The federal budget released last week allocates $300 million over 10 years to Canada’s cultural spaces fund, which supports the construction, renovation and equipment needs of creative hubs. The investment is aimed at nurturing homegrown talent and stimulating the creative economy by providing places for entrepreneurs and organizations in the arts to collaborate.
The federal budget also allocates $80 million over 10 years to building educational infrastructure that will help preserve the culture of official language minority communities. The funds would be available for the Canadian government to invest in projects such as early childhood centres in partnership with provincial and territorial governments.
Last year’s federal budget committed $342 million over two years to cultural and recreational infrastructure. One project that has already received support, with an investment of $4.5 million from Canada’s cultural spaces fund, is the Kenojuak Cultural Centre. Slated for Cape Dorset, Nunavut, the multi-purpose facility will promote Inuit art and local talent with exhibition galleries and studio spaces.

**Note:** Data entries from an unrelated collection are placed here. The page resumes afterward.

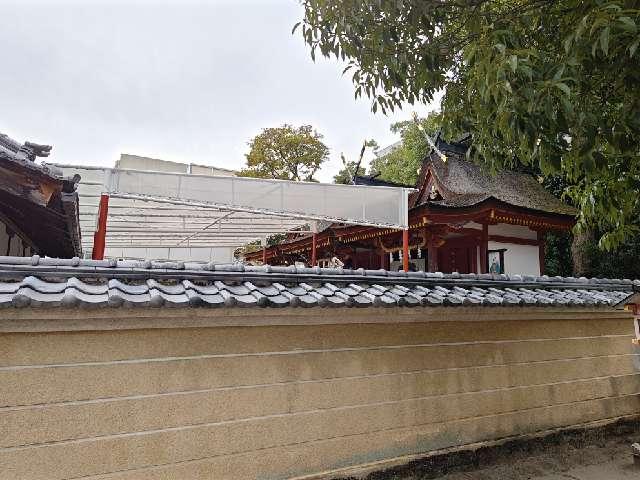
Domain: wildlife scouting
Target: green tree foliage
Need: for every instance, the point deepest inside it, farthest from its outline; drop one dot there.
(286, 153)
(402, 164)
(546, 83)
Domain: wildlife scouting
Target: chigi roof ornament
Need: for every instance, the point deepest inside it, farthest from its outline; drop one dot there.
(442, 156)
(28, 151)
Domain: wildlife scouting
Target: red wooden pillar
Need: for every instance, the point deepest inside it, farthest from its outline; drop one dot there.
(384, 258)
(100, 235)
(314, 245)
(541, 251)
(405, 250)
(484, 249)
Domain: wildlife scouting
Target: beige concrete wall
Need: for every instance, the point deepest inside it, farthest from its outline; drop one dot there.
(116, 394)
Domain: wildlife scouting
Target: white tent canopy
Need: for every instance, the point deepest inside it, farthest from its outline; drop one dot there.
(205, 218)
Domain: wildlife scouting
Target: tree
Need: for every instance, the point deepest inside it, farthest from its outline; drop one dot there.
(402, 164)
(286, 153)
(545, 83)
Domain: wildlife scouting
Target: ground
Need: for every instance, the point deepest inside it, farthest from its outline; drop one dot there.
(608, 460)
(591, 453)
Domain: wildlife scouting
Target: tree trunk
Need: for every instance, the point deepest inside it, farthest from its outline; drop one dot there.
(581, 253)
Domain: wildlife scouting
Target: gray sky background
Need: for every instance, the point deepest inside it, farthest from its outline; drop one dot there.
(189, 81)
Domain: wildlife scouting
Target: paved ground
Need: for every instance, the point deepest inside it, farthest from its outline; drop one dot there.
(597, 453)
(608, 459)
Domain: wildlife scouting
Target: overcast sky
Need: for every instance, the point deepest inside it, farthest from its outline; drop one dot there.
(189, 81)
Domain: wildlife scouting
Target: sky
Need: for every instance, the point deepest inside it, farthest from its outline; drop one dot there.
(188, 81)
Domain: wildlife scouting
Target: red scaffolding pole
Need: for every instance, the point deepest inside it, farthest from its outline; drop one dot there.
(99, 237)
(405, 250)
(314, 244)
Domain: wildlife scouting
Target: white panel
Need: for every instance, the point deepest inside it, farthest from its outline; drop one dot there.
(380, 206)
(204, 217)
(519, 259)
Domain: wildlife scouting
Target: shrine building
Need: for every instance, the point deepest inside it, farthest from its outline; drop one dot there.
(461, 219)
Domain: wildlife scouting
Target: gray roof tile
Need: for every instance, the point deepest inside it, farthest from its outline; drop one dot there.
(35, 282)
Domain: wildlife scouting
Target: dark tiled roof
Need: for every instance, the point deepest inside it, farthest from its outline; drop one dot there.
(464, 184)
(35, 281)
(60, 211)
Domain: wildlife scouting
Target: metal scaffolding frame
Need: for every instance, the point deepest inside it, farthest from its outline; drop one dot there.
(142, 214)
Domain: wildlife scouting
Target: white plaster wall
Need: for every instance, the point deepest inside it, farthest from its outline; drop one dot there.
(512, 231)
(519, 259)
(17, 246)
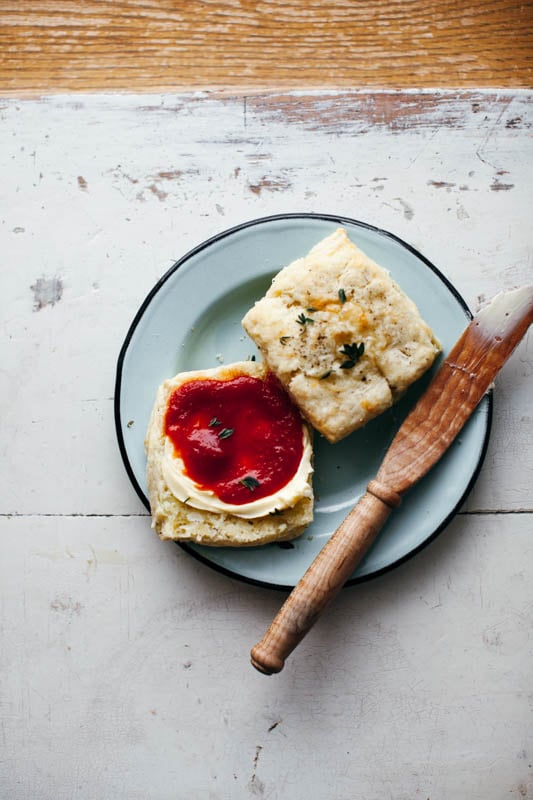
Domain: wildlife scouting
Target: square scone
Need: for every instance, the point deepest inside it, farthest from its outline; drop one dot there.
(229, 458)
(341, 336)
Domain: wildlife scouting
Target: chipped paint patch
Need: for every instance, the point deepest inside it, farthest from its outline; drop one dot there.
(159, 193)
(408, 210)
(46, 292)
(441, 184)
(499, 186)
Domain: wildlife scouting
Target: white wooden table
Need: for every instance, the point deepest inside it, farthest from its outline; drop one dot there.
(124, 662)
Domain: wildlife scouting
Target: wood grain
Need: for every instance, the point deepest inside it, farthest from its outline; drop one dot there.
(165, 45)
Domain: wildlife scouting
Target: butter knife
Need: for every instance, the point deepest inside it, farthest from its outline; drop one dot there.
(463, 378)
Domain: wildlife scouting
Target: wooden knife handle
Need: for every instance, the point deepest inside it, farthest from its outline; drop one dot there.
(324, 578)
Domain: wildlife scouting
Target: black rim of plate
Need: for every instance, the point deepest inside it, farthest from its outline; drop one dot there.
(158, 286)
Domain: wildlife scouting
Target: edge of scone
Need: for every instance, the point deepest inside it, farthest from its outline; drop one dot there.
(173, 519)
(341, 336)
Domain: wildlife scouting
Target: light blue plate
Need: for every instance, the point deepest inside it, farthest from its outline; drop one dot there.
(191, 320)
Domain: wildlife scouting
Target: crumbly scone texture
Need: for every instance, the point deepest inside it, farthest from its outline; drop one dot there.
(173, 519)
(346, 299)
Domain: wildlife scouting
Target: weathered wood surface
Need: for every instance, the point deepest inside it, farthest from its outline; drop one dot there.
(125, 663)
(155, 45)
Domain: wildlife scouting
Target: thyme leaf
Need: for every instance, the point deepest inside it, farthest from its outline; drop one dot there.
(303, 320)
(353, 353)
(250, 482)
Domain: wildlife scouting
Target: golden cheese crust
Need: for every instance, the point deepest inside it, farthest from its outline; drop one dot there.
(173, 519)
(310, 325)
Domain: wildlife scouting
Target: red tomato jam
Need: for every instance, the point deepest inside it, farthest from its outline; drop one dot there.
(240, 438)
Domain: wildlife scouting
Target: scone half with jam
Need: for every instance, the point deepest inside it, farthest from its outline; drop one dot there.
(342, 337)
(229, 458)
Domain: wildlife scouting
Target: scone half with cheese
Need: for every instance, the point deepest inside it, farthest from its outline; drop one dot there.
(229, 458)
(341, 336)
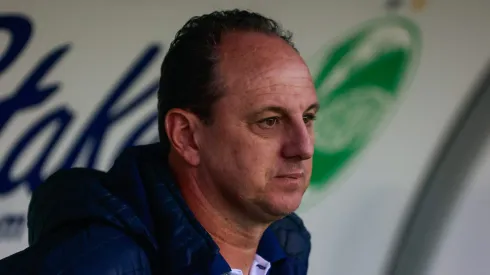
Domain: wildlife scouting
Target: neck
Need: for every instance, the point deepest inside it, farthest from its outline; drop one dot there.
(236, 237)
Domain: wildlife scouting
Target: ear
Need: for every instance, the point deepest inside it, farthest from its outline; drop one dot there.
(181, 127)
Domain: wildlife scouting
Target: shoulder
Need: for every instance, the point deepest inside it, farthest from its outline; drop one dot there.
(293, 237)
(93, 249)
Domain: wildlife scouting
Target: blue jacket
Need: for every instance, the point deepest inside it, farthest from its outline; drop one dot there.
(133, 220)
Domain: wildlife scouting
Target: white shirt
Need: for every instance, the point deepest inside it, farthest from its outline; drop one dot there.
(259, 267)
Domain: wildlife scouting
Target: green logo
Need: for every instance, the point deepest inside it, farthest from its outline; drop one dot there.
(359, 81)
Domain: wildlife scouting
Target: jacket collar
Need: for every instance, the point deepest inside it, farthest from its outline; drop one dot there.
(184, 245)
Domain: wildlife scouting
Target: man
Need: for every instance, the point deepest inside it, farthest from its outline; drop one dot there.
(217, 194)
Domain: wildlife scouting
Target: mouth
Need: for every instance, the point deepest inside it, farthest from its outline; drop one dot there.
(293, 176)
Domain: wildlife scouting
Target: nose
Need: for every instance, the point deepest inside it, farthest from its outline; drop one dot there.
(299, 142)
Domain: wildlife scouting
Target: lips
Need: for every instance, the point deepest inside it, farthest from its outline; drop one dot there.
(291, 175)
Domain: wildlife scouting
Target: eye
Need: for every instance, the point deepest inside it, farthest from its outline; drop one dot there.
(268, 122)
(309, 118)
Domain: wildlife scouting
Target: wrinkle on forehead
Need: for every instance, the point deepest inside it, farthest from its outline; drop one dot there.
(248, 59)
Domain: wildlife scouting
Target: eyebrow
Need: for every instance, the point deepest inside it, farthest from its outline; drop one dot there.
(280, 110)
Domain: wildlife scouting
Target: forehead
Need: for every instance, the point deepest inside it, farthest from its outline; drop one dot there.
(258, 69)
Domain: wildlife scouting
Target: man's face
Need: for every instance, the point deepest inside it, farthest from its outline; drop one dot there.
(257, 152)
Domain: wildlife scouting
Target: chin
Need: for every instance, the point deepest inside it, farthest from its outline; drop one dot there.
(281, 206)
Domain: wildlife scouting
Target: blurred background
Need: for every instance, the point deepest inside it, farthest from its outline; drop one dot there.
(402, 161)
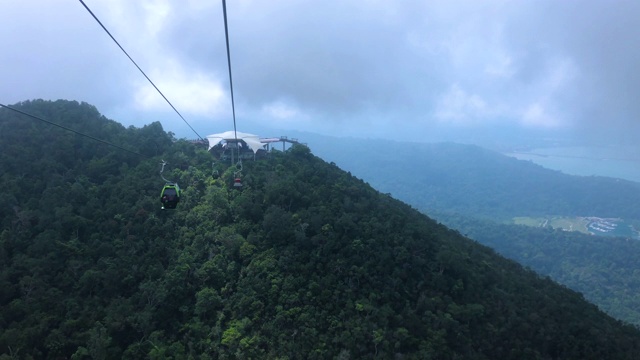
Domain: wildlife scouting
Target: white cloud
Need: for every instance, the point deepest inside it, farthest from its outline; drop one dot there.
(458, 107)
(189, 92)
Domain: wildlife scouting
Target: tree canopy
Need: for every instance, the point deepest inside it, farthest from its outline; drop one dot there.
(306, 261)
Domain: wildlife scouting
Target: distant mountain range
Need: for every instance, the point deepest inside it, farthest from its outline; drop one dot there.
(304, 261)
(479, 191)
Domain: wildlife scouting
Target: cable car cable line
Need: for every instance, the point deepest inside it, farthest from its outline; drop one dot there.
(74, 131)
(226, 35)
(237, 182)
(143, 73)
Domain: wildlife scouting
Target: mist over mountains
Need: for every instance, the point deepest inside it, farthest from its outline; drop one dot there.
(306, 261)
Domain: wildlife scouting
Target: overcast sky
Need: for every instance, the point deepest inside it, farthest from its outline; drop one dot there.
(371, 68)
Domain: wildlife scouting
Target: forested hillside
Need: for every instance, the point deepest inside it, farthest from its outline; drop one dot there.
(605, 270)
(474, 181)
(305, 262)
(474, 190)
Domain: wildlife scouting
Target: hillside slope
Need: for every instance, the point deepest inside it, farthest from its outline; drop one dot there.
(305, 262)
(470, 180)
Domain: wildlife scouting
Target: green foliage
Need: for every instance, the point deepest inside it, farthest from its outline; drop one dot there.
(305, 262)
(604, 269)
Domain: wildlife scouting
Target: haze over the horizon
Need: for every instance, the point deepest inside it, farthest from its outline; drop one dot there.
(405, 70)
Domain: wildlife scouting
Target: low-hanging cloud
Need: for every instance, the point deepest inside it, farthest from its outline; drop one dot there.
(568, 66)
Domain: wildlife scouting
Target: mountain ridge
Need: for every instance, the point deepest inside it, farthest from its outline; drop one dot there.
(306, 261)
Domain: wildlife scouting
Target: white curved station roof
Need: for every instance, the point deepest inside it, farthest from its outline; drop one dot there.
(253, 141)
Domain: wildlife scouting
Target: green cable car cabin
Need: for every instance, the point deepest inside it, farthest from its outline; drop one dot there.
(170, 196)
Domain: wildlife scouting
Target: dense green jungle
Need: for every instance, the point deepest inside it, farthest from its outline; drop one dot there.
(305, 262)
(478, 192)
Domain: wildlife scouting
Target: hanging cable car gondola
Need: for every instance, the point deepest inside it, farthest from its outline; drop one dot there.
(170, 194)
(237, 181)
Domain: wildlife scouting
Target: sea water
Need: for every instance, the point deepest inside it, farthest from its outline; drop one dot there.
(586, 161)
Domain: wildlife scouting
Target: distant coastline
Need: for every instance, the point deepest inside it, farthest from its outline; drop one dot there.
(583, 161)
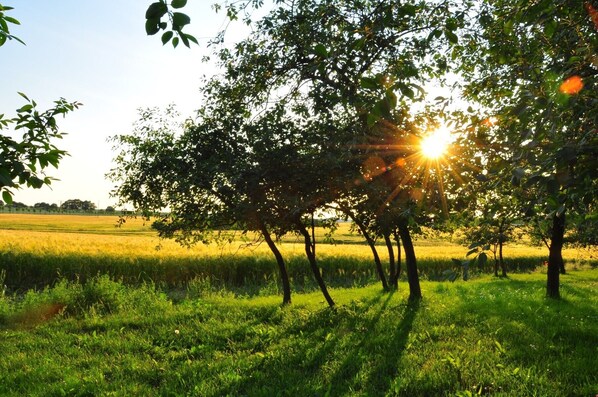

This year’s federal budget also noted the Canadian government’s plans to negotiate bilateral agreements with municipal, provincial and territorial partners for projects such as community and recreational infrastructure. The agreements would provide for project monitoring and cost-sharing proportions that would depend on where the investment is going. As examples, the Canadian government would fund as much as 40 per cent of projects with municipal partners and as much as 50 per cent of projects with provincial partners.